12. The Jainas have given the following classification of knowledge:

(1) mati or ordinary cognition by sense organs and mind;

(2) śruta or knowledge derived with the help of signs, symbols or words/expressioṇs;

(3) avadhi or direct knowledge of corporeal things without the help of sense organs and mind, but within some limitation of space and time;

(4) manaḥ-paryāya or direct knowledge of the thoughts of others without the help of sense organs and mind, but within some limitation of space and time; and

(5) kevala or knowledge which completely reveals, without the aid of sense organs and mind, and without any limitation of space and time, the truth about all things in the universe, corporeal as well as non-corporeal, with all their attributes and modifications, past, present and future.

Indrabhūti Gautama fully possessed the first four. He acquired kevala jñāna after Mahāvīra’s passing away.

13.Adūrasāmaṃta’ signifies a reasonable distance, neither very far nor very near, a form of humility observed by the monks in their relation with the master. The distance is usually of the length of the person concerned, 3 1/2 cubits, and the space-gap between the two is called avagraha-bhūmi.

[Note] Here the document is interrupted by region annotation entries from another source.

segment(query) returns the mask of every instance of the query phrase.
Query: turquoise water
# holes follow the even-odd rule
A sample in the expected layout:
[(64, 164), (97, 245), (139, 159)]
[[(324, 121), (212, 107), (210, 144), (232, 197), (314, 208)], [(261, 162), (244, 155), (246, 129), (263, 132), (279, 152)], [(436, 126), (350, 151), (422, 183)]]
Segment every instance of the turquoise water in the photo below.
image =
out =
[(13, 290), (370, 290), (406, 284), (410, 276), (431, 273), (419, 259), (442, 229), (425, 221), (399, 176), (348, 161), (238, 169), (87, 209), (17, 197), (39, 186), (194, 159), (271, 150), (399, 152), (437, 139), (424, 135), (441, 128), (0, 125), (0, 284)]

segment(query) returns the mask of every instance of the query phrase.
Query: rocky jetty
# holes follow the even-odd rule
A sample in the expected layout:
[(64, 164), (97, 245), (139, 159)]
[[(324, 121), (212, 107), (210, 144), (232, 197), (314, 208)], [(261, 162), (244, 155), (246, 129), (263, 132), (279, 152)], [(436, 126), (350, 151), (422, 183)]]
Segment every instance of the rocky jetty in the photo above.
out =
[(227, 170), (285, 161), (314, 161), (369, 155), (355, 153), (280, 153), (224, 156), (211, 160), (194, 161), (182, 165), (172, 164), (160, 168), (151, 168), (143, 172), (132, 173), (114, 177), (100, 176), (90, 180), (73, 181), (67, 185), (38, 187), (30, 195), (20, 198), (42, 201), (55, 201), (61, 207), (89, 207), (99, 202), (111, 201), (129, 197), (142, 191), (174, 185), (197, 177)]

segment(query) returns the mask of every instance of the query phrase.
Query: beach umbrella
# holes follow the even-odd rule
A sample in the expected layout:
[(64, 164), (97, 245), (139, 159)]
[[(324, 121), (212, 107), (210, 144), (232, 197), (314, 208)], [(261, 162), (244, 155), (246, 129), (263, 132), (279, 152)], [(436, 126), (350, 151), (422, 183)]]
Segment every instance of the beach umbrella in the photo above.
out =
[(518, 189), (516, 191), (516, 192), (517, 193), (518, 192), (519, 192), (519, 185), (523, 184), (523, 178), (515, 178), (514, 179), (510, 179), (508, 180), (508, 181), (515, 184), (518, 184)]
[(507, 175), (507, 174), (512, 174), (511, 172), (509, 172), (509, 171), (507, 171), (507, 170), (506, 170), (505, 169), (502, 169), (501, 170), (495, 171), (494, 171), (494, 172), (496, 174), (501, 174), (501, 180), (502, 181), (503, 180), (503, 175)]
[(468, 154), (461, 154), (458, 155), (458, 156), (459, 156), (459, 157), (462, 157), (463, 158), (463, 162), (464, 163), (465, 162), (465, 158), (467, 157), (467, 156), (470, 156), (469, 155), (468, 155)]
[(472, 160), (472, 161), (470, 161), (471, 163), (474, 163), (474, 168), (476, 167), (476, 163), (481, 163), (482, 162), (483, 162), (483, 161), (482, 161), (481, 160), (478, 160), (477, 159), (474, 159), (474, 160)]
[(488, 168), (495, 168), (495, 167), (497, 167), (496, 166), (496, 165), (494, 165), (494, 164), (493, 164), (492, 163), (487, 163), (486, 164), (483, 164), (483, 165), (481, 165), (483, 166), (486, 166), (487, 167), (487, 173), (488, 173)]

14. Gautama’s reverence (saddhā), doubt (saṃsaya) and curiosity/enquiry (koūhalla) have been repeated four times with the adjectives jāya, uppaṇṇa, saṃjāya and samuppaṇṇa, giving in all 12 forms. Reverence signifies not only desire to know the truth but also faith and respect for it. But it might be that Gautama had certain points about which he was in need of more light. Hence doubt. Gautama was a highly accomplished monk. His doubt, therefore, could not be on superficies, but on fundamentals, or certain aspects thereof. Curiosity was about how the master resolved the points of doubt.

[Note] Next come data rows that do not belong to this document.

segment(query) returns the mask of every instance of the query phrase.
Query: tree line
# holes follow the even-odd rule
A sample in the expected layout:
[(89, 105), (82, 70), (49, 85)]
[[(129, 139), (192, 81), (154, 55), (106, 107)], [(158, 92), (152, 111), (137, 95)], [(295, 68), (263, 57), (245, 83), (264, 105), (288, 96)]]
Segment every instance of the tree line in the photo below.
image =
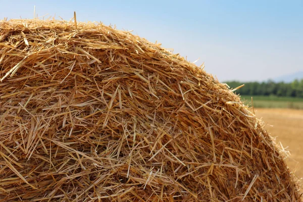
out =
[(234, 89), (244, 84), (244, 86), (236, 90), (237, 93), (243, 95), (276, 95), (278, 96), (303, 97), (303, 79), (296, 79), (291, 83), (283, 82), (240, 82), (228, 81), (226, 83), (230, 88)]

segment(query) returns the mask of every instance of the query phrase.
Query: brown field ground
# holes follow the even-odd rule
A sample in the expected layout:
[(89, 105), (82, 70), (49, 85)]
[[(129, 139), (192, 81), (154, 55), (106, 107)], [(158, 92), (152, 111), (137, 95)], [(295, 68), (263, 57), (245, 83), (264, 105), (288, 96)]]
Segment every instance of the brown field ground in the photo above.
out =
[(290, 170), (303, 178), (303, 110), (259, 108), (255, 112), (266, 124), (265, 128), (276, 137), (277, 143), (281, 142), (290, 153), (286, 160)]

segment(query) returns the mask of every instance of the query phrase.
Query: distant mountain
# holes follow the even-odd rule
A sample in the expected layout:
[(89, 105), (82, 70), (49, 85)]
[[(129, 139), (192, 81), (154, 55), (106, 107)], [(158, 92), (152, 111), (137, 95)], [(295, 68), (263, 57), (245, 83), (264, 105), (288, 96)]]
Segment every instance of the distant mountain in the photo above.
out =
[(294, 74), (288, 74), (285, 76), (281, 76), (272, 79), (276, 82), (284, 82), (285, 83), (290, 83), (295, 79), (303, 79), (303, 71), (296, 72)]

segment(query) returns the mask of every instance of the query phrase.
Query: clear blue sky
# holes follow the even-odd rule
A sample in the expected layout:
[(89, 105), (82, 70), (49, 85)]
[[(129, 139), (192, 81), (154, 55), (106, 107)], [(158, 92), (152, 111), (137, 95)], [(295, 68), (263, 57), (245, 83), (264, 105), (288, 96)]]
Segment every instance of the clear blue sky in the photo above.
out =
[(303, 71), (303, 1), (1, 1), (0, 18), (49, 14), (133, 30), (221, 81)]

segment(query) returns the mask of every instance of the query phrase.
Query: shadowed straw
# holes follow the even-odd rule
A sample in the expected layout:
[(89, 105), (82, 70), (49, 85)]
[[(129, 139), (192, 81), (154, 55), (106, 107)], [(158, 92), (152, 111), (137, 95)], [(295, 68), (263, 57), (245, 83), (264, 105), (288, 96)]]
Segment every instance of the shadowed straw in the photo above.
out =
[(11, 20), (0, 53), (3, 201), (300, 200), (239, 97), (160, 44)]

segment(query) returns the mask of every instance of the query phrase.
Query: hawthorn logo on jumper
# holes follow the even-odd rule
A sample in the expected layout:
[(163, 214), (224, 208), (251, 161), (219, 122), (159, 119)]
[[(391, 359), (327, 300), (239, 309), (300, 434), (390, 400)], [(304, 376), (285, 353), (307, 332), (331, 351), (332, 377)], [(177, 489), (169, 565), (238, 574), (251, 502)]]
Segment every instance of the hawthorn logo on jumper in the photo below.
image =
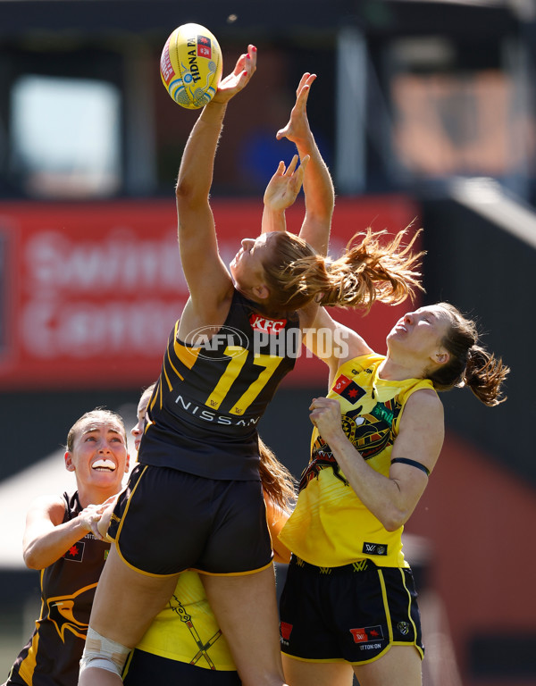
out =
[[(71, 632), (80, 639), (86, 639), (88, 624), (74, 615), (75, 609), (91, 607), (96, 583), (92, 583), (69, 596), (55, 596), (46, 601), (47, 616), (56, 628), (58, 635), (65, 642), (65, 632)], [(75, 606), (76, 602), (76, 606)], [(89, 613), (88, 611), (88, 617)]]
[(373, 640), (382, 640), (383, 632), (380, 624), (376, 626), (364, 626), (363, 629), (350, 629), (356, 643), (370, 643)]
[(206, 36), (197, 36), (197, 57), (206, 57), (207, 60), (212, 57), (210, 38)]
[(400, 403), (392, 398), (376, 403), (370, 412), (364, 413), (360, 406), (342, 415), (342, 429), (364, 459), (370, 460), (392, 445), (393, 424), (401, 409)]
[(286, 645), (289, 645), (289, 640), (290, 639), (290, 633), (292, 632), (292, 624), (289, 624), (288, 622), (281, 622), (280, 630), (283, 641), (286, 641)]
[(199, 349), (197, 356), (207, 360), (228, 360), (239, 357), (247, 350), (249, 341), (239, 329), (233, 326), (200, 326), (185, 339), (185, 344)]
[(387, 555), (387, 546), (383, 543), (364, 543), (361, 552), (367, 555)]
[(333, 470), (333, 476), (342, 481), (345, 486), (349, 485), (348, 481), (340, 473), (340, 467), (335, 457), (333, 457), (331, 448), (320, 436), (317, 436), (313, 445), (311, 461), (302, 472), (298, 491), (305, 489), (313, 479), (317, 479), (322, 470), (326, 467), (331, 467)]
[(400, 632), (402, 636), (407, 636), (409, 633), (409, 623), (408, 622), (398, 622), (397, 624), (397, 629)]
[(79, 540), (78, 543), (71, 546), (69, 550), (63, 556), (64, 560), (73, 560), (74, 562), (81, 562), (84, 557), (84, 548), (86, 544), (83, 540)]
[(364, 389), (344, 374), (341, 374), (335, 381), (333, 390), (352, 405), (356, 405), (357, 400), (364, 396)]

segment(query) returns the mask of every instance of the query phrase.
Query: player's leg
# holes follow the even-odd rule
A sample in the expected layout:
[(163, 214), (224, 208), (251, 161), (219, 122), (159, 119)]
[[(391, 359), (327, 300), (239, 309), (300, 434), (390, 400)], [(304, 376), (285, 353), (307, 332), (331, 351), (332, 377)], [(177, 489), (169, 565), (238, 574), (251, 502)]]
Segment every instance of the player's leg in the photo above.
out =
[(273, 566), (239, 576), (201, 578), (243, 686), (281, 686)]
[[(171, 598), (177, 578), (178, 574), (158, 577), (136, 572), (112, 546), (95, 594), (82, 657), (86, 666), (80, 670), (79, 686), (122, 683), (119, 674), (129, 651)], [(90, 666), (89, 658), (107, 666)]]
[(414, 646), (391, 646), (381, 657), (356, 665), (354, 671), (360, 686), (422, 686), (422, 665)]
[(306, 662), (288, 655), (282, 657), (289, 686), (352, 686), (354, 682), (354, 672), (347, 662)]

The four terms may also be explained as follows: Jāya implies the genesis of reverence, doubt and curiosity; in uppaṇṇa, each one of these takes a shape; the last two, saṃjāya and samuppaṇṇa, with the prefix ‘saṃ’ to jāya and uppaṇṇa, signify a process of intensification of the first two, since the enquirer was no ordinary person, but was himself in command of four types of knowledge.

Some commentators have explained the four expressions with altogether twelve forms in terms of ‘superficial knowledge’ (avagraha), ‘desire to know more’ (īhā), ‘fulfilment of desire for more knowledge’ (avāya), and ‘being firm in knowledge’ (dhāraṇā). Others have considered the four as signifying more or less the same thing, with slight intensification from one to the next one.

15.Vaṃdai ṇamaṃsai’—paying homage and obeisance, the former by expression and the latter by bowing one’s head in a prescribed manner.

16. Humility as prescribed is as follows:

ṇiddā-vigahā parīvajjiehiṃ guttehiṃ paṃjaliuḍehiṃ bhattibahumāṇapuvvaṃ uvauttehiṃ suṇeyavvaṃ

which means (1) giving up slumber and irrelevant talk; (2) controlling mind, body and expression; (3) with folded palms placed on the forehead; (4) with devotion and profound respect; (5) with mind fully devoted/concentrated. In above manner, one is to listen the master’s words.